The musical score for the Final Fantasy XVI was primarily composed by Masayoshi Soken. Soken acted as music director and lead composer. Additional tracks were created by Takafumi Imamura, Daiki Ishikawa, Saya Yasaki, and Justin Frieden. Arrangements were done by Soken, Imamura, Ishikawa, Yasaki, Frieden, Yoshitaka Suzuki, Ryo Furukawa, Keiko, and TomoLow. The first tracks were completed in early 2020. The music was the last element to be put in place, after the narrative and gameplay were set. Having worked for a long time on the MMORPG Final Fantasy XIV, which used multiple styles and paid homage to the entire series, Soken had trouble adjusting to composing for a single-player with a central narrative and musical tone. The guidelines for the score were "epic", "dark fantasy" and "preferably classic". Soken described the music as having a singular direction inspired by the overall dark fantasy setting, contrasting it against the variety and lighter tunes for XIV. So as to stop the music becoming disjointed, tracks reused a number of leitmotifs for consistency.

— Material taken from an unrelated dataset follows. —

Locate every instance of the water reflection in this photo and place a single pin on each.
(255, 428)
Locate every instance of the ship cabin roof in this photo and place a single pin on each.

To fit in with the darker theme, producer Naoki Yoshida wanted the score created with a live orchestra. Rather than using a single instrument or motif for the soundtrack, the music was written based on the locations it would be used.

Soken talked extensively with scenario writer Kazutoyo Maehiro about the score and matching it to the narrative's progress and themes. Initially asked to provide 140 songs, the game's final total was over 200, including variations on established character themes. He attributed the large number of songs to the wide variety of characters and situations, wanting to avoid repeating the same music too often. There were also a number of individual tracks for cutscenes to match the mood, rather than relying too much on character theme arrangements. Imamura and Ishikawa were fairly new arrivals, brought onto the project in early 2020 and working closely with Soken on their contributions. Keiko arranged several songs and themes for piano at Soken's request.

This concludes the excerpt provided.